Nevin Truesdale, chief executive of the Jockey Club, which owns Aintree, on Sunday praised the actions of police and security staff and called on the sport to respond decisively to Saturday`s events.
"We feel that racing needs to take a lead on this issue because we have such a good story to tell and such a good record in this area in terms of the changes that we have made," Truesdale said.
"I think what happened in Aintree, with the narrative around the protests and the breaches of the law, meant that we had the platform to go out there, almost by right, to state the case and add some of the facts against some of the misinformation that we`re getting from some of these people. As racing people, we`ve done that well, but we need to keep doing it. We should be proud of our love for the thoroughbred and point out that the thoroughbred does not exist without racing.
It goes on to say, "These people have no idea how the horse works, how it is cared for and bred. At the end of the day, there is no Thoroughbred without racing and that impacts on 80,000 jobs and the British economy. I think there are some people who just won`t listen, but we shouldn`t tire of trying to convince them and show them what we do."

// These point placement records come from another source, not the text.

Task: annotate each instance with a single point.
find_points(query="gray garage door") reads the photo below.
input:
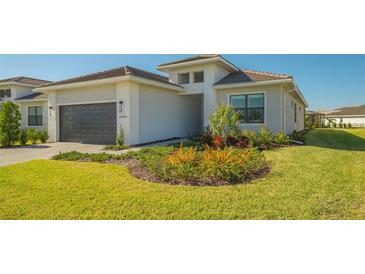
(90, 124)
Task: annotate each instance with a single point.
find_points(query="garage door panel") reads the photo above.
(92, 123)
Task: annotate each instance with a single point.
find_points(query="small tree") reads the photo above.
(224, 122)
(10, 118)
(120, 138)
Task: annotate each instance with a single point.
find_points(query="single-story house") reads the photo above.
(150, 107)
(33, 105)
(348, 115)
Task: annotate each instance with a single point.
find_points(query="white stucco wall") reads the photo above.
(355, 121)
(212, 74)
(81, 95)
(165, 114)
(273, 105)
(23, 107)
(21, 91)
(290, 124)
(86, 94)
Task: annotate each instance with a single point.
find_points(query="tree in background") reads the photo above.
(10, 118)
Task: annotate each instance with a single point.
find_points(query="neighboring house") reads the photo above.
(348, 115)
(151, 107)
(318, 117)
(33, 106)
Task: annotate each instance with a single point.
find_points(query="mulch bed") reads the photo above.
(141, 172)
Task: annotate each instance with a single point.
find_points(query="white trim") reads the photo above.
(198, 62)
(27, 112)
(251, 84)
(19, 84)
(87, 103)
(156, 83)
(247, 93)
(110, 81)
(30, 100)
(345, 116)
(284, 111)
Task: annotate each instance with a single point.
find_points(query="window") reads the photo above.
(250, 107)
(295, 112)
(5, 93)
(35, 116)
(183, 78)
(199, 77)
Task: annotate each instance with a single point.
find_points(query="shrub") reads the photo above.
(219, 142)
(232, 165)
(120, 138)
(9, 124)
(94, 157)
(229, 164)
(241, 141)
(116, 147)
(181, 156)
(23, 137)
(43, 135)
(298, 135)
(206, 138)
(224, 122)
(32, 135)
(281, 139)
(263, 139)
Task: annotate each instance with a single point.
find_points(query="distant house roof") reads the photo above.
(245, 75)
(201, 57)
(25, 81)
(121, 71)
(34, 96)
(357, 110)
(191, 59)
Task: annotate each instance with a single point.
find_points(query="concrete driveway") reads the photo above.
(10, 156)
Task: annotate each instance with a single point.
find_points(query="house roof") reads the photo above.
(25, 81)
(357, 110)
(245, 75)
(191, 59)
(34, 96)
(201, 57)
(117, 72)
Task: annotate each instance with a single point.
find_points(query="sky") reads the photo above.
(326, 81)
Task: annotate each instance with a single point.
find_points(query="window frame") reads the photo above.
(247, 94)
(200, 71)
(178, 78)
(37, 116)
(295, 113)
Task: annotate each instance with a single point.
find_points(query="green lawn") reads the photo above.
(324, 180)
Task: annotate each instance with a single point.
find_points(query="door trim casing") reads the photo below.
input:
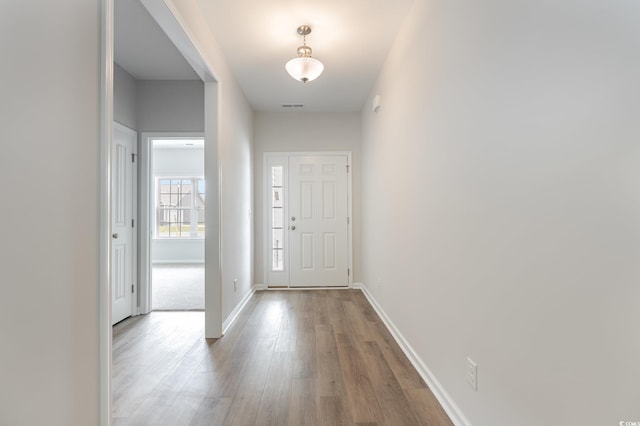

Following extensive changes to the Grand National course after the 2012 race, there were no fatalities between 2013 and 2018, but Up For Review in 2019, The Long Mile in 2021 and Eclair Surf and Discorama last year all suffered fatal injuries, while Hill Sixteen 2023 suffered the same fate when he fell at the first fence.
Sandy Thomson, Hill Sixteen`s trainer, said his horse had been "over-excited" during the delay in the race and said the actions of the protesters had contributed to his horse falling for the first time in his career.
This time, 17 horses finished, which is consistent with recent years, with 15 in both 2022 and 2021 and 19 in 2019. Four falls in 2023 also matched the previous three races, although 11 riders without a placing was more than nine last year, four in 2021 and two in 2019.
The biggest difference in 2023 came in the first two fences: Eight horses got no further than the second fence, compared with two, one and two in the previous three races, with the delay in the race possibly affecting the early stages.
World Horse Welfare (WHW), the charity that promotes the responsible use of horses in sport and acts as the BHA`s independent advisor on equine welfare, said that "much more needs to be done" following the three deaths during the three-day meeting at Aintree.
Educate and respond and ensure even better protection, that is the only way racing can respond to what happened at Aintree.